Stanford Law professor John Donohue explains the effectiveness of Australia's set of gun policy reforms after a horrific gun massacre in 1996 that left 35 dead:
The Australian federal government persuaded all states and territories to implement tough new gun control laws. Under the National Firearms Agreement (NFA), firearms legislation was tightened throughout the country. National registration of guns was imposed and it became illegal to hold certain long guns that might be used in mass shootings.

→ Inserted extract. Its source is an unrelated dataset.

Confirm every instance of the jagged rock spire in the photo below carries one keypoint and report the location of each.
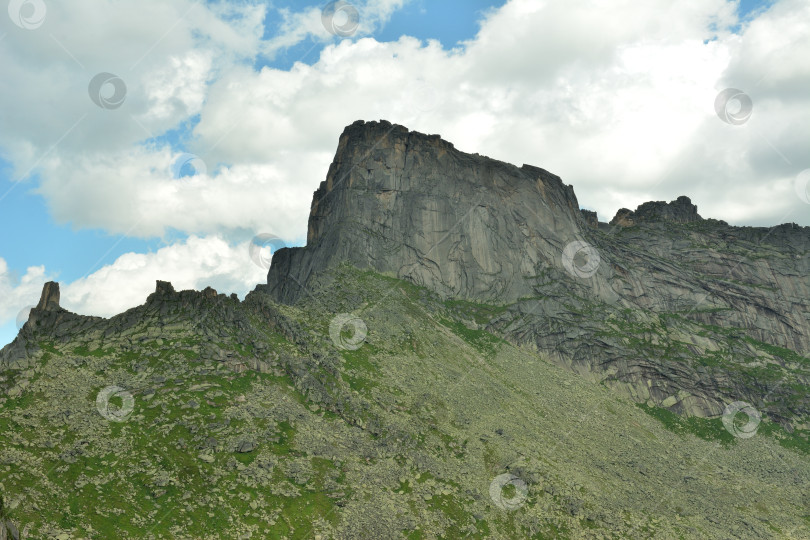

The gun ban was backed up by a mandatory buy-back program that substantially reduced gun possession in Australia.

The effect was that both gun suicides and homicides (as well as total suicides and homicides) fell. Importantly, while there were 13 mass shootings in Australia during the period of 1979--96, there have been none in the sixteen years since.
Australia's policy, by the way, was changed under the political leadership of Prime Minister John Howard, a self-described conservative.

As Peter Bergen wrote for CNN this week, gun violence can be viewed as a national security issue. Since the 9/11 attacks, jihadi terrorists have killed 17 Americans in the US, while "88,000 Americans died in gun violence from 2003 and 2010." The numbers are actually lower because of improved medical treatment in U.S. hospitals -- "the number of people seriously injured in gun-related violent incidents has actually gone up almost 50 percent in the past decade."